Para nahdliyin muda pun diharapkan semakin gencar turut berkiprah dalam memajukan pemberdayaan ekonomi umat yang berbasiskan pada pesantren. Tak hanya bersemangat dalam memperoleh ilmu agama, para santri muda NU tersebut juga bersemangat menjadi wirausaha untuk memajukan umat dan sesama.
“Setiap saya mengunjungi pesantren-pesantren, saya melihat optimisme di sana, karena saya melihat para santri tidak hanya paham ilmu agama, tapi juga wirausaha. Bahkan saat ini, banyak para santri sudah melek digital dan tak sedikit yang menjadi pelopor teknologi informasi yang bisa membawa manfaat nyata bagi negara ini,” Presiden Jokowi menambahkan.
Sesuai Jalur
Menyambut peringatan harlah ke-95 itu, Ketua Umum Pengurus Besar Nahdlatul Utama (PBNU) Profesor Dr Said Aqil Siradj merasa bersyukur bahwa NU masih terus berdiri di jalurnya. “NU hampir 100 tahun, sudah banyak andil kontribusinya untuk bangsa ini. Banyak lika-likunya. Kadang menjumpai perjalanan yang mudah, tapi tidak sedikit kita jumpai perjalanan yang terjal,” kata Said dalam pidatonya, pada acara “Konser Amal dan Harlah NU ke-95” secara virtual, Sabtu (30/1/2021).
"Alhamdulillah, sampai hari ini NU masih on the right track menjalankan amanah yang kita warisi dari para ulama pendiri NU,” Said Agil menambahkan. Ia pun bersyukur dan bangga bahwa NU hadir di tengah masyarakat Indonesia yang majemuk, terdiri dari berbagai suku, agama, budaya, dan bahasa. Keragaman, menurutnya, patut disyukuri. “Perbedaan tradisi, perbedaan agama, sudah tidak lagi menjadi ganjalan bagi bangsa Indonesia. Itu harus kita syukuri. Kita bisa mapan dalam berbangsa dan bermasyarakat,” ujarnya.
Menurut Said, Indonesia beruntung memiliki organisasi masyarakat (ormas) besar yang tak pernah lelah turut menyatukan bangsa Indonesia dari perbedaan yang ada. Ia menyatakan, NU punya kontribusi besar dalam membangun solidaritas dan persatuan bangsa Indonesia. “NU itu ormas besar, maka sudah barang tentu andilnya dan kontribusinya pun besar dalam memperkuat solidaritas persatuan dan kesatuan Indonesia ini,” ucapnya.

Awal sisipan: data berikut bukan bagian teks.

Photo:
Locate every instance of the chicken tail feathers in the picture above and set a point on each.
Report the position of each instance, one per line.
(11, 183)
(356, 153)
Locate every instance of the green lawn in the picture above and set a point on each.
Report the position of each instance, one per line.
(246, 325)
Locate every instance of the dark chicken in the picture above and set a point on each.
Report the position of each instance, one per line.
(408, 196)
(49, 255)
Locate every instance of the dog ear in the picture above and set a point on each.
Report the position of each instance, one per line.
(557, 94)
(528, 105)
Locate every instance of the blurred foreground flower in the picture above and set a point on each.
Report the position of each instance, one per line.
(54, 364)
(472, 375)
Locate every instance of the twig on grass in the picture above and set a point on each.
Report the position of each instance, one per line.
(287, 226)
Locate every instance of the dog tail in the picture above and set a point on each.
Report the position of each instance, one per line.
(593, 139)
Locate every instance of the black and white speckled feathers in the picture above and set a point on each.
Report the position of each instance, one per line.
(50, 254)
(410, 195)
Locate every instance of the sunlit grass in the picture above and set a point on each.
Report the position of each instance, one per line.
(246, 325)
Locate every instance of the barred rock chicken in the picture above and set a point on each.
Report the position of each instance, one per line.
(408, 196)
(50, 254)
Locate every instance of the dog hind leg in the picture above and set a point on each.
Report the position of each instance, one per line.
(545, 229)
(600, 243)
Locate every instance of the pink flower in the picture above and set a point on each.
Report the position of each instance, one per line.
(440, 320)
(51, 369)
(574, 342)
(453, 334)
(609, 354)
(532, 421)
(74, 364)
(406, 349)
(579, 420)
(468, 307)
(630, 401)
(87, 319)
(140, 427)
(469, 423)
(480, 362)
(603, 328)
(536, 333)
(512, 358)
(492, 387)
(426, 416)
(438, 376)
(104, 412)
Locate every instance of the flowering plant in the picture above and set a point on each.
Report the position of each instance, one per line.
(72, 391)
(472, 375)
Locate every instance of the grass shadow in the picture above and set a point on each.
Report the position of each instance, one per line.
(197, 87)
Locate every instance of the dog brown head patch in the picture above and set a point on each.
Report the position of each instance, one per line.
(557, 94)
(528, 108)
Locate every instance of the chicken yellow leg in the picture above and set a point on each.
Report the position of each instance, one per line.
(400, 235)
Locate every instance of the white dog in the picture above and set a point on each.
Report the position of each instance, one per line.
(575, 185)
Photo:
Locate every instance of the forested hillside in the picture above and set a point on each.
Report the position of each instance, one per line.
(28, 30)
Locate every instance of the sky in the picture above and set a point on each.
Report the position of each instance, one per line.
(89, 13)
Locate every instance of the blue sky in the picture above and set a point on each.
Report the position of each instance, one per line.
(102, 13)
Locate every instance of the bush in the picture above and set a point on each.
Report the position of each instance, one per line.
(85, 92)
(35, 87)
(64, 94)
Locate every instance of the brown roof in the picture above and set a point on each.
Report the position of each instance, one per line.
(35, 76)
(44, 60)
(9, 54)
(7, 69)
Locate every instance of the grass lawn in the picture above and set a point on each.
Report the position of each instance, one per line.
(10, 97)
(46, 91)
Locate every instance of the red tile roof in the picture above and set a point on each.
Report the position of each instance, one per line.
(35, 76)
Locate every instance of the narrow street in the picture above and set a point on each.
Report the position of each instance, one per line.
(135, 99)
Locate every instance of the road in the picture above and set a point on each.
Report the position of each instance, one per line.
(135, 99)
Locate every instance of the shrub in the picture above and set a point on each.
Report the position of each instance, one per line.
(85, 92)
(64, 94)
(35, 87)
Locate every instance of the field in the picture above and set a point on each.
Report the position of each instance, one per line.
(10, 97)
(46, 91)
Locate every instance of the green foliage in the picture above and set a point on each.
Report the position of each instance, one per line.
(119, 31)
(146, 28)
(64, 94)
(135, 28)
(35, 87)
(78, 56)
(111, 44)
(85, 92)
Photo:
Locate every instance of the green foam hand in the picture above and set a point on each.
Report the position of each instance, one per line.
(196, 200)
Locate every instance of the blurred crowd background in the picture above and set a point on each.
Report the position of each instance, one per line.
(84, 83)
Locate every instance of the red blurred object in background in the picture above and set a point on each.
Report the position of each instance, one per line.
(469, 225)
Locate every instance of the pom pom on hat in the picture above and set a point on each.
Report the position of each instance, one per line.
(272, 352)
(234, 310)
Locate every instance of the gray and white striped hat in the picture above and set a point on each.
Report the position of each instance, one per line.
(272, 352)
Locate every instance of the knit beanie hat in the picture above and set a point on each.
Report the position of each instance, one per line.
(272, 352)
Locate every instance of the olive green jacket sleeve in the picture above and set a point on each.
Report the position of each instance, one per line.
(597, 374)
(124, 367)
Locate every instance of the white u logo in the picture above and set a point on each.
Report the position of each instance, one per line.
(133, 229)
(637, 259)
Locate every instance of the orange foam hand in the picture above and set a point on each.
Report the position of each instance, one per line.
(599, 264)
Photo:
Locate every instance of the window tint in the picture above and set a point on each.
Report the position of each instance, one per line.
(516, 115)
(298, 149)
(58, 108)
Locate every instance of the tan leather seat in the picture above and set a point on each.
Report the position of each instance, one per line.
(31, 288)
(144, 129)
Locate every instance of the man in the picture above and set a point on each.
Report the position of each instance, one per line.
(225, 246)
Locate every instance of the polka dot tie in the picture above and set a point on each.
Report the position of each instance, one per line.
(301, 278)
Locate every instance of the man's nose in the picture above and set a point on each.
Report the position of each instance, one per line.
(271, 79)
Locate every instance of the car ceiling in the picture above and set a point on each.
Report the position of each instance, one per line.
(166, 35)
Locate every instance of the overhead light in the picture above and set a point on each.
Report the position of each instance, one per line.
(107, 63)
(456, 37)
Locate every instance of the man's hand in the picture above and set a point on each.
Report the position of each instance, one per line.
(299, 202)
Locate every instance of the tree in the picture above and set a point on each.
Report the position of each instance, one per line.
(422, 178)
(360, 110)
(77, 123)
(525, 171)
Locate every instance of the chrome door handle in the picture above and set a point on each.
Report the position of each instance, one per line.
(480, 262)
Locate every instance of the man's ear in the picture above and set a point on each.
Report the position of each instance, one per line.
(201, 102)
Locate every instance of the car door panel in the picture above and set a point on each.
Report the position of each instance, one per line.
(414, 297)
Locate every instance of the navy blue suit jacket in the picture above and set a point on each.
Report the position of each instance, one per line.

Pada kesempatan lain, Agil Siraj mengatakan, ajaran khas NU, yakni hubbul wathon minal iman (cinta tanah air adalah sebagian dari iman) adalah hasil ijtihad ulama NU, utamanya KH Hasyim Asy’ari, dalam mengimplementasikan prinsip Islam yang rahmatan lil alamin di bumi Indonesia. “Dalam Muktamar NU di Banjarmasin 1936, para kiai NU pun bersepakat bahwa bentuk negara Indonesia merdeka yang diperjuangkan adalah darussalam. Bukan darul-Islam,” Agil Siraj menambahkan. Artinya, bukan negara agama.
Semboyan hubbul wathon minal iman itu pula yang menjadi salah satu pendorong, ketika perwakilan umat Islam menerima Pancasila sebagai falsafah negara, dalam sidang Panitia Persiapan Kemerdekaan Indonesia (PPKI) pada Agustus 1945. Ketika itu salah satu wakil dari kelompok Islam adalah KH Wahid Hasyim, putra dari Hadratusyaikh Hasyim Asy’ari.
Dalam perjalanannya, menurut KH Said Agil, NU selalu tampil di barisan terdepan dalam mempertahankan dan membela Pancasila sebagai dasar negara Indonesia. Perjuangan itu terus dilakukannya tanpa batas waktu.